Periodo di emergenza, periodo di novità e cambiamento. Ogni crisi crea un’opportunità e la pandemia da Covid-19 può diventare l’occasione per un ripensamento dell’economia così come oggi la conosciamo.

La situazione attuale

Innanzitutto, va tenuto in considerazione come un mercato del lavoro più ristretto potrebbe dare ai lavoratori più potere contrattuale e una rivalutazione equilibrata del debito pubblico potrebbe far aumentare gli investimenti in economia sostenibile, in questa nostra epoca attuale focalizzata sull’innovazione, su intermediazioni finanziarie più economiche e su una politica monetaria che si sta affrancando dalla presenza di denaro fisico.
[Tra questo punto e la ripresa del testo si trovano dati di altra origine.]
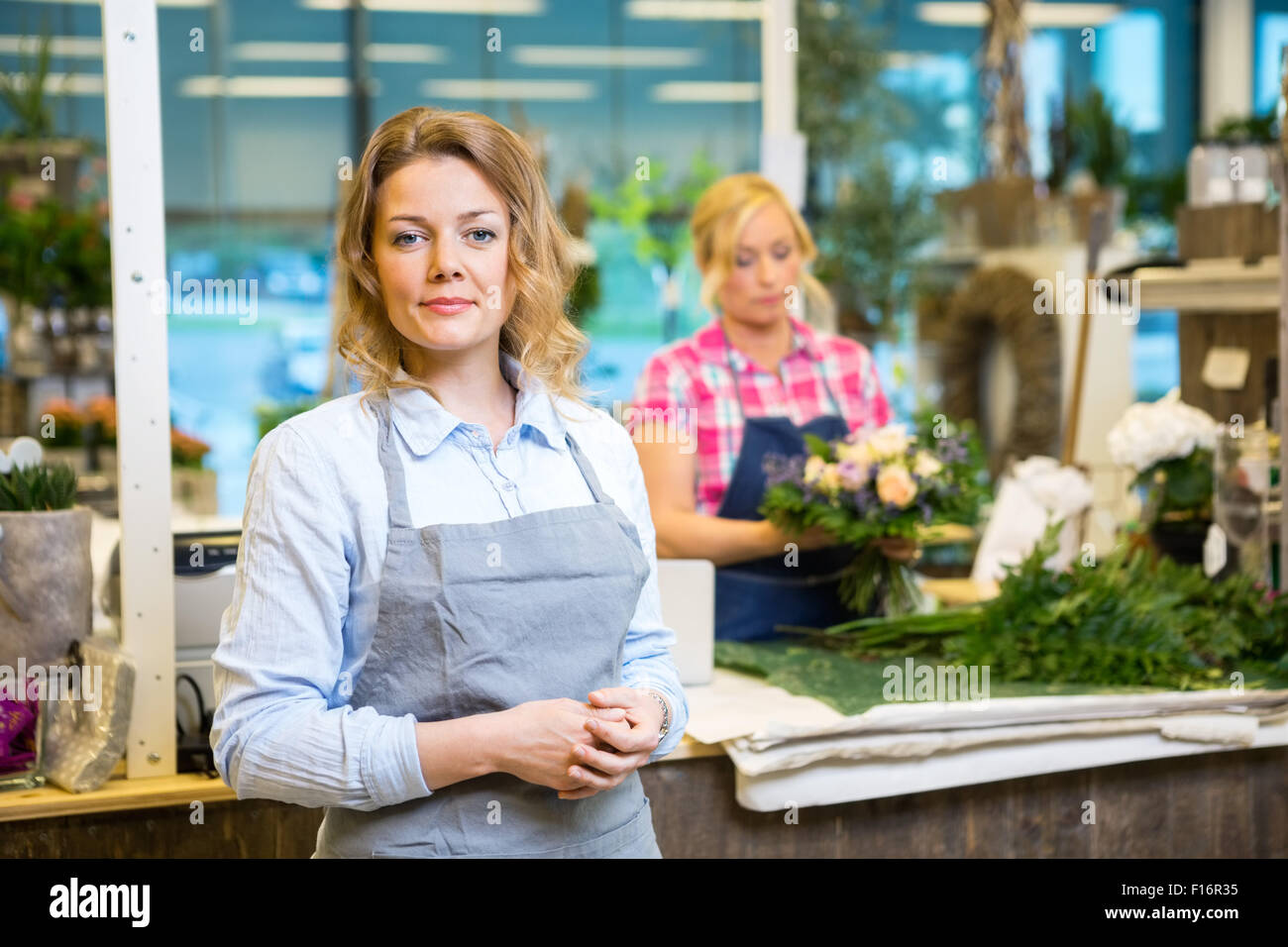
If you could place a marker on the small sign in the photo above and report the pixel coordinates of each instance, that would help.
(1214, 551)
(1227, 368)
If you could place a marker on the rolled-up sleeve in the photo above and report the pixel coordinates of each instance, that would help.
(661, 389)
(647, 660)
(282, 727)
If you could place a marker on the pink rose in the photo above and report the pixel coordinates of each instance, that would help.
(896, 486)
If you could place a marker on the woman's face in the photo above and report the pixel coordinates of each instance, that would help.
(441, 234)
(767, 263)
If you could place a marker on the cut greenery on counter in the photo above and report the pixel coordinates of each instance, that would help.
(1125, 620)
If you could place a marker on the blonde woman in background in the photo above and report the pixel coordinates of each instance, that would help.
(754, 381)
(446, 625)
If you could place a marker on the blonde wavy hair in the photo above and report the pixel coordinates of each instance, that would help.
(537, 330)
(716, 224)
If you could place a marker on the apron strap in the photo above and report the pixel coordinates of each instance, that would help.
(395, 482)
(737, 389)
(588, 471)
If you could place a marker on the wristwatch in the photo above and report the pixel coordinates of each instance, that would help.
(666, 712)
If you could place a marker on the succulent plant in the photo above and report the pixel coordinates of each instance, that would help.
(38, 487)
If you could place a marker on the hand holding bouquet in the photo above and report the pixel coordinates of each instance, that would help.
(872, 489)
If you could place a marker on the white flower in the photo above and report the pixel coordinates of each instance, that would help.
(890, 441)
(896, 484)
(926, 466)
(1162, 431)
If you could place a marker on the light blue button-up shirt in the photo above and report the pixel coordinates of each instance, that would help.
(308, 577)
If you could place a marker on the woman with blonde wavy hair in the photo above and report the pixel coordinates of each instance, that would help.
(446, 625)
(752, 381)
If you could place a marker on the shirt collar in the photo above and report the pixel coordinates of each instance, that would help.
(424, 424)
(711, 343)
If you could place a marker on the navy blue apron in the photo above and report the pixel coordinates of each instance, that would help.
(754, 595)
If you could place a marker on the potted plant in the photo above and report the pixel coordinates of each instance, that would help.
(194, 487)
(46, 590)
(658, 219)
(29, 137)
(1170, 445)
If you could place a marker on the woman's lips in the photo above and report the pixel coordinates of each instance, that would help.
(449, 308)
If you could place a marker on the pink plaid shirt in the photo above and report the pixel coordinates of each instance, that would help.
(695, 373)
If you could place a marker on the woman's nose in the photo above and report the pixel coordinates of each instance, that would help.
(443, 261)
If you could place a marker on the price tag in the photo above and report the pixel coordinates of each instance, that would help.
(1225, 368)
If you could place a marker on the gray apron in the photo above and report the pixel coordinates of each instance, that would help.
(478, 617)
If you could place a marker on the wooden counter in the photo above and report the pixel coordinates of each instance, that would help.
(1220, 804)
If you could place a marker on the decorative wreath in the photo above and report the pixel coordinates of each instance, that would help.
(993, 303)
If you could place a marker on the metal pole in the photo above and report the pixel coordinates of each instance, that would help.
(133, 102)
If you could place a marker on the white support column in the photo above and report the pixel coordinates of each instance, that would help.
(1225, 77)
(782, 147)
(132, 89)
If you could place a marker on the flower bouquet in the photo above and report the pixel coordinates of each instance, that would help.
(874, 484)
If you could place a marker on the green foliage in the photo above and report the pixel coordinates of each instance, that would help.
(54, 256)
(38, 487)
(867, 235)
(1180, 484)
(930, 424)
(1249, 128)
(1095, 140)
(655, 213)
(33, 116)
(1154, 195)
(1125, 620)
Attualmente si lavora per tenere l’inflazione bassa e stabile, per mettere l’occupazione al primo posto, tramite la politica monetaria di innalzamento e abbassamento dei tassi di interesse a breve termine come leva per favorire consumi e investimenti. L’indipendenza delle banche centrali dai governi ha finora assicurato che il modello funzionasse, mentre la politica fiscale è stata usata per mantenere bassi i debiti pubblici e ridistribuire il reddito nella misura e nel modo che i politici hanno ritenuto opportuno.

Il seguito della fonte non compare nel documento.